Together, they surveyed 2,500 houses and, through intensive analysis, came to the conclusion that the damage to the neighborhood cost less than was originally estimated. Though the city was toying with the idea of turning the neighborhood into wetlands, NOPI argued that it was beneficial to rebuild.
“We were able to put together what was called the People’s Plan,” said Andrew Rumbach, a Ph.D. student in CRP and one of the leaders of NOPI. “It put political pressure on the city to redevelop the Lower Ninth Ward.”
Rumbach feels that the project was ultimately very successful, helping the residents and city to begin the process of rebuilding, even though the effects of the project are still being carried out.
“Work in New Orleans is going incredibly slow,” Rumbach said. “We won’t know for a few years whether these things will get implemented.”
When ACORN was released from its contract with New Orleans last spring, stopping the flow of funding from the city, NOPI was forced to use the rest of the money allotted to the project by the College of Architecture, Art and Planning to finish the work.
“We have simply run out of money [for the project]” said Professor Bill Goldsmith, chair of the CRP department and an organizer of NOPI. “We have been using money in our budget but haven’t succeeded in getting funding yet. We are confident that we will … continue. These problems [in New Orleans] aren’t going away and this is what our program is committed to doing.”
Goldsmith estimates that the amount of money spent on the project by AAP totals between 150 and 200 thousand dollars. The money was used largely for transportation to New Orleans.
While the group of students who is continuing NOPI does not yet know what new initiatives they are planning to start, they are in the process of talking to teachers and experts to see what the city still needs, according to Jeremy Siegfried ’10, a member of the NOPI team.
“Currently we do not have a plan, but we are going to spend the next few weeks hashing this out so that we have a set of goals,” Siegfried said. “We are a group of motivated students who are interested in continuing Cornell’s work in New Orleans.”

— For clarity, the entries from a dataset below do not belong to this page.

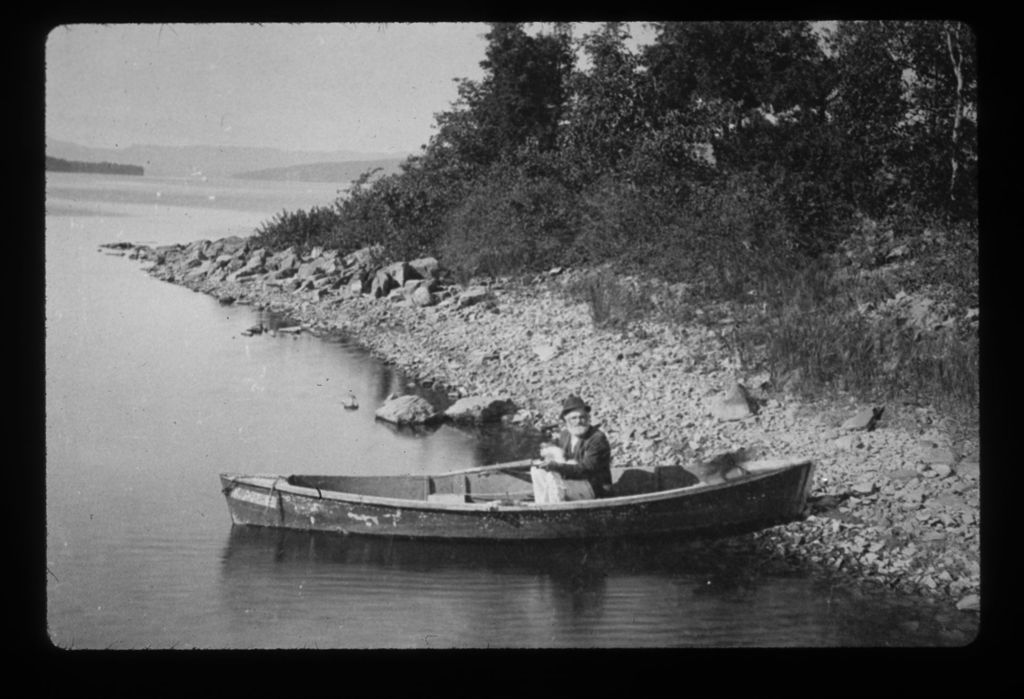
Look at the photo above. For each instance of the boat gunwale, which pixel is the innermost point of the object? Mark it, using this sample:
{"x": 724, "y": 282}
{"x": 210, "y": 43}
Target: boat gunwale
{"x": 280, "y": 484}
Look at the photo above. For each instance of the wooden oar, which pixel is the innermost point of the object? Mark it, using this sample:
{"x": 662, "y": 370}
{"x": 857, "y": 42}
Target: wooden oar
{"x": 510, "y": 466}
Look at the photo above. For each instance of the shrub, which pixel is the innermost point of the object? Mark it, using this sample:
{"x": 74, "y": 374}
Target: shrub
{"x": 303, "y": 229}
{"x": 612, "y": 301}
{"x": 510, "y": 222}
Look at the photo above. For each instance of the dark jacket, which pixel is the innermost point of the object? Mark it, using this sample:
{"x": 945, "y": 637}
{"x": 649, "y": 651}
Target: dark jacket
{"x": 593, "y": 456}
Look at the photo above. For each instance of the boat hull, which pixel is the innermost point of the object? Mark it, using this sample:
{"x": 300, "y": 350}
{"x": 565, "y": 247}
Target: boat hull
{"x": 752, "y": 503}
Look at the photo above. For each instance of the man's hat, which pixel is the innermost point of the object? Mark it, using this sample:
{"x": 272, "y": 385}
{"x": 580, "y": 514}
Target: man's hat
{"x": 573, "y": 403}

Meanwhile, Michelle Thompson, a CRP visiting lecturer who worked with NOPI, has formed the New Orleans Neighborhood Analysis Project which seeks to help the Lower Ninth Ward and Gentilly neighborhoods without funding. She has applied her work in geographic information systems in order to map the conditions and progress in New Orleans.
Thompson has a host of student volunteers from the University of New Orleans, Ithaca College, University of Albany and Syracuse University and she hopes to find more volunteers at Cornell. She says that she has trained a number of them to use geographic information system technology to help categorize information about the neighborhoods. Students in New Orleans have photographed over 500 parcels of land for the study.
“It doesn’t take money, it takes creativity,” Thompson said. “We’ve come up with a virtual community for everyone to share information.”
She hopes to collaborative with other departments within Cornell as well.
“As an Ivy League institution we need to look at what resources we have that we can use to help solve the problem,” Thompson said. “Cornell should take a look at what courses can be used to provide students with service learning.”
While funding is no longer available from AAP, the college has pledged support for both programs. AAP’s quarterly magazine due to come out next week contains a front page article about the initiatives, according Dean Mohsen Mostafavi.
“What I want to do is encourage as many things as possible with our outreach initiatives,” Mostafavi said. “We have been trying to do everything possible to promote not only the New Orleans initiative, but also what its outcome is and what we can learn from it.”